Suffice to say, most of the funds have at least a few multi baggers and thus on an overall fund level, most of the VC funds have met their internal rate of return targets and sent back cheques to the fund’s investors. But things weren’t this great until 2018, when a bunch of VC funds had to sell off portfolio companies to other funds and exit those investments or write down investments from their vintage funds.
In late 2018, New Quest Capital Partners, the Hong Kong-based secondary specialist, had acquired the India portfolio of US-based New Enterprises Associates (NEA). And the NEA team moved on to launch a new fund. Two years prior to that, in May 2016, Draper Fisher Jurvetson sold a bunch of its India portfolio to New Quest Capital Partners for a discounted valuation; the numbers were not made public. Thus the ability of early-stage VC funds to return capital allows them the window to raise further capital for their new funds.
As tech-enabled companies hit the capital markets, Soni of EY adds that successful listings of VC-backed companies which are not profitable is a paradigm shift in the Indian markets. While lot of people did not understand the dynamics earlier and only focused on profitability, they are now open to these ideas. “Domestic mutual funds, insurance companies and family offices are now participating in these listings as they understand that the metrics are different and these companies need capital to corner market share before delving into profitability.”
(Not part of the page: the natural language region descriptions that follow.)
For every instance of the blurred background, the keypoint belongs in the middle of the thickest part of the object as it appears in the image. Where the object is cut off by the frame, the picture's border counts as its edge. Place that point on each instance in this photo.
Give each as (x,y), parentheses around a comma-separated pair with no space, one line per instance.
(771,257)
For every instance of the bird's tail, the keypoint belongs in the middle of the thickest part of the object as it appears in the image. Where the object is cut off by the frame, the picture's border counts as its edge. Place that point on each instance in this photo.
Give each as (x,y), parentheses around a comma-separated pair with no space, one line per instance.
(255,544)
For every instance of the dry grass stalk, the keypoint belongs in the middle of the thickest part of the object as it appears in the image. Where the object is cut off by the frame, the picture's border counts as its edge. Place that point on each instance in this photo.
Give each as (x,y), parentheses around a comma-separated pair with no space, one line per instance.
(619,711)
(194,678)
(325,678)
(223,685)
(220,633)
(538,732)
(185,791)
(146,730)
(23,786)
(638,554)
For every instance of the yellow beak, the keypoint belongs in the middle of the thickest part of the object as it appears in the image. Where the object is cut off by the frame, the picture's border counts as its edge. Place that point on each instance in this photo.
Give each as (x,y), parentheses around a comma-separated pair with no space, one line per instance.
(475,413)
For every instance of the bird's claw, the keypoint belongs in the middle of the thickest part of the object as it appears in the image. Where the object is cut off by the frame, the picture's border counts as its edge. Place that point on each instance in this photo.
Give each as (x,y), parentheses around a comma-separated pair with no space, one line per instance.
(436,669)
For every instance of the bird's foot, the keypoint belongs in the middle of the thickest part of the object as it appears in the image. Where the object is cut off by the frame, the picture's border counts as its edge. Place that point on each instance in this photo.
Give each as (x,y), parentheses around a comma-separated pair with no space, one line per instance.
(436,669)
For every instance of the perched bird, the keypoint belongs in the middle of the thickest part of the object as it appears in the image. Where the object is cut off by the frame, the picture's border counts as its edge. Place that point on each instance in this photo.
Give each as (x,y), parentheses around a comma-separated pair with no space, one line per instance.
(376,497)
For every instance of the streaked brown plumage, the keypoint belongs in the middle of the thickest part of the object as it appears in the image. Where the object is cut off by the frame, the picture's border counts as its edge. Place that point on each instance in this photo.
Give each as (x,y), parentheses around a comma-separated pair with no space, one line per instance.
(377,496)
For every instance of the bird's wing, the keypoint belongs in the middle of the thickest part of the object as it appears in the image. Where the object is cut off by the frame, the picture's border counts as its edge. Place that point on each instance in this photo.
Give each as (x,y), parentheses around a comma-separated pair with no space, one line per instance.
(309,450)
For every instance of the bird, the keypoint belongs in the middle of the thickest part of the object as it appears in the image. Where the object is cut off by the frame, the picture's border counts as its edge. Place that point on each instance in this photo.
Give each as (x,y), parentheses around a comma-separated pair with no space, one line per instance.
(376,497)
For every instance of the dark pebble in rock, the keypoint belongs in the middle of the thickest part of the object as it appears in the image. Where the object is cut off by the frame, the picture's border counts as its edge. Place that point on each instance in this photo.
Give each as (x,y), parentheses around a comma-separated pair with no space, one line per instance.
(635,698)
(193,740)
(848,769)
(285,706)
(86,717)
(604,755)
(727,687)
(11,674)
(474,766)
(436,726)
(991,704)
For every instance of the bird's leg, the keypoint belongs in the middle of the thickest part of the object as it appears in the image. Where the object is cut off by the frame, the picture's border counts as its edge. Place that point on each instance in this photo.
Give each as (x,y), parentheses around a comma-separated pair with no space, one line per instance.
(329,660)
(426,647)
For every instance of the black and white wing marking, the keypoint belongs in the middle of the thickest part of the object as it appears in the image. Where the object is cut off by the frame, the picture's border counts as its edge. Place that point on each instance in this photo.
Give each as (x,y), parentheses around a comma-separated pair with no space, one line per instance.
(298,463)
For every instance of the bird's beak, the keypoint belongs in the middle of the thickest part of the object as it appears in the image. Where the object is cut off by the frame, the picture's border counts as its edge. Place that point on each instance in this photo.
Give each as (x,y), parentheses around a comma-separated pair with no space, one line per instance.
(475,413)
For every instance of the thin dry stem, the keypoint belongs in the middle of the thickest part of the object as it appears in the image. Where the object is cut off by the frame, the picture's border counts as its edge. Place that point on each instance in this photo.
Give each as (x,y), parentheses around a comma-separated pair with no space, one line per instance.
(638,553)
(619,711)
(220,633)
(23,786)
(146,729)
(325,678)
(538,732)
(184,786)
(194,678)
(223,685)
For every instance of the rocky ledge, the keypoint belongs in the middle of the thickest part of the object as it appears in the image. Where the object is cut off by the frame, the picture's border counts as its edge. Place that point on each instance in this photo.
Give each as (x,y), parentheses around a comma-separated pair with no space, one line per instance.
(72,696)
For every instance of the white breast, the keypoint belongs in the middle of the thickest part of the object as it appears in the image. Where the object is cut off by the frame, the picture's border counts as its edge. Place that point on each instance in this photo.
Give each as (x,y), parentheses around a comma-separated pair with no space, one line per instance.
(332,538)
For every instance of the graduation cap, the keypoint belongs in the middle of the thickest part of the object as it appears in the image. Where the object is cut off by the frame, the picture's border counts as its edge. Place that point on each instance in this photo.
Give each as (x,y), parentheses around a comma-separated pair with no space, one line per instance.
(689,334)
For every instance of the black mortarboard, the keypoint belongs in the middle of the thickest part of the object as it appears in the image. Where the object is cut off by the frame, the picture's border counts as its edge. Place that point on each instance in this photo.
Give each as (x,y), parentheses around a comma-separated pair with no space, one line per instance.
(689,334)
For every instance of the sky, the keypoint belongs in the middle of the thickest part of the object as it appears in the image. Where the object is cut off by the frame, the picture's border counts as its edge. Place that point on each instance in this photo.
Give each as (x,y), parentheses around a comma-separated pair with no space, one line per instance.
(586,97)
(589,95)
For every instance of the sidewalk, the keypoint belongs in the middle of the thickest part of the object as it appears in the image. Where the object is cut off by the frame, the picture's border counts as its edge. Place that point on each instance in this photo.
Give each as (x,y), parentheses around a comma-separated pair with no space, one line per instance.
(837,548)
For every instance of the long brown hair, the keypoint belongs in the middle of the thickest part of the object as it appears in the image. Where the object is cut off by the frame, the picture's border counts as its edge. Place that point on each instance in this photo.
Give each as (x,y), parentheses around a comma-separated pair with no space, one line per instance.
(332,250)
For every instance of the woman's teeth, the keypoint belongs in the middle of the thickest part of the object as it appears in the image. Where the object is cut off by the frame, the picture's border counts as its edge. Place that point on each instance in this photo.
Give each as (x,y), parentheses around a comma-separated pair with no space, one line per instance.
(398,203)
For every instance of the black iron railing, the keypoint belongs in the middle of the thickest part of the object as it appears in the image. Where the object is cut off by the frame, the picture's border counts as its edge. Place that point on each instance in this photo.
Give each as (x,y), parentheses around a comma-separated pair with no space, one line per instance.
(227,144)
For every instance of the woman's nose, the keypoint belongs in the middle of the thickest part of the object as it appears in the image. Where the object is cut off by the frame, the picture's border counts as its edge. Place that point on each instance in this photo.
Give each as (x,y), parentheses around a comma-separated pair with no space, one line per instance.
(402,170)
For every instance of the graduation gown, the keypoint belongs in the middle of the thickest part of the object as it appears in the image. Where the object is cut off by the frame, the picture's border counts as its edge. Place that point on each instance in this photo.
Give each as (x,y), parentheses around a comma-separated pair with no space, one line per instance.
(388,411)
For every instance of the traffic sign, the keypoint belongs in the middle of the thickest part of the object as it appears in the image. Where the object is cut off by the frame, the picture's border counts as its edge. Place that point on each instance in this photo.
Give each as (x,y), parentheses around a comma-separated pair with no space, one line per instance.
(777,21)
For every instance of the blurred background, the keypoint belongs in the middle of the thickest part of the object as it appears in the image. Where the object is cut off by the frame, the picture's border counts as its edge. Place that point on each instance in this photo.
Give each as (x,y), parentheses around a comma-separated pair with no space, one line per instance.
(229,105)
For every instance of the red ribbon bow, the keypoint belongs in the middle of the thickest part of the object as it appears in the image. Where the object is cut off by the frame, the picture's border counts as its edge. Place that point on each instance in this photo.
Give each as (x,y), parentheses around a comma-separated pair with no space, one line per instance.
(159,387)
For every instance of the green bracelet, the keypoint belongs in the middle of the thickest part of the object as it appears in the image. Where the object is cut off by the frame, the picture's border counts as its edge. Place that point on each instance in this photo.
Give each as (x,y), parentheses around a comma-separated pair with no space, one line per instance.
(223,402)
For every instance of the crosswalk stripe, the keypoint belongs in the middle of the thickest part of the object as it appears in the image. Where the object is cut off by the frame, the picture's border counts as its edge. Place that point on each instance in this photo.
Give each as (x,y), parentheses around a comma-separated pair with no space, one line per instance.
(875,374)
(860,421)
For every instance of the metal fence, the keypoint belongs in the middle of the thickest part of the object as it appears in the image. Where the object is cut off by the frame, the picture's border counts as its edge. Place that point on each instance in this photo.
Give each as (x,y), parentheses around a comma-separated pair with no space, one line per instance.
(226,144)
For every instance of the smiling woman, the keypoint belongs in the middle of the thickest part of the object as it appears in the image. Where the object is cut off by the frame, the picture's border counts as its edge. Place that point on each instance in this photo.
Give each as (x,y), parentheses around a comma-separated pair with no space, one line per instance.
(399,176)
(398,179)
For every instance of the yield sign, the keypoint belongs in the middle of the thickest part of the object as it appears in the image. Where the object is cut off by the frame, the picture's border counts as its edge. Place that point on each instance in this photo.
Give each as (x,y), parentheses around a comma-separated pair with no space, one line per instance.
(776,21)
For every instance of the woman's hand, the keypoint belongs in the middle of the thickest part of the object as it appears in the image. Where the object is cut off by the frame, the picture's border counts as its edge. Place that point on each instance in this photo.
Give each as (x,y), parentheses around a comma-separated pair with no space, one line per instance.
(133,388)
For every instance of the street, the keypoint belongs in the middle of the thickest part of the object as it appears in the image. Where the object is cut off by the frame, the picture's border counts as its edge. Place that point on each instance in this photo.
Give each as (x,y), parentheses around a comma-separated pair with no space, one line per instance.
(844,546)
Until September end, PE and VC funds have exited $2.6 billion through exits via IPO. Blackstone exited Rs5,250 crore from Sona BLW Precision Forgings, Temasek and Highdell, and others exited CarTrade Tech for Rs2,999 crore. General Atlantic exited Krishna Institute of National Sciences for Rs1,320 crore. As part of the largest IPO in the country, One97 Communications, which owns Paytm
, raised Rs18,300 crore from its IPO while Rs8,300 crore was fresh issuance. Existing investors like Alibaba’s Ant Group
, SoftBank and others have offloaded shares worth Rs10,000 crore through offer for sale.
But in the midst of all the IPO frenzy
and easy exits by large institutional investors, the markets regulator, Securities and Exchange Board of India (Sebi), has now proposed to tweak rules governing these IPOs to bring more accountability.
As most of these tech-enabled companies are yet to become profitable and retail investors are lapping up such issuances, Sebi on November 16 put out a consultation paper on review of certain aspects of the public issue framework.
When it comes to exit through IPOs, it has proposed that companies where there are no identifiable promoters, divestment of stake by shareholders holding over 20 percent be capped at say 50 percent of their pre-issue holding. Further, for such significant shareholders who are selling through offer for sale in IPO, their remaining post issue shareholding can be locked-in for a period of six months from the date of allotment in IPO
. It has also proposed to increase the lock-in period for anchor investors from 30 days to 90 days.
One of the key points of the proposal also includes clear identification of use case of proceeds under ‘funding of inorganic growth initiatives’ objective. Companies are currently raising capital without clearly identifying the target acquisition or specific investments proposed to be deployed out of issue proceeds, at the time of filing the offer document. According to Sebi, raising funds for unidentified acquisition leads to some amount of ambiguity and thus it has proposed to prescribe a combined limit of up to 35 percent of the fresh issue size for deployment on such objects of inorganic growth activities.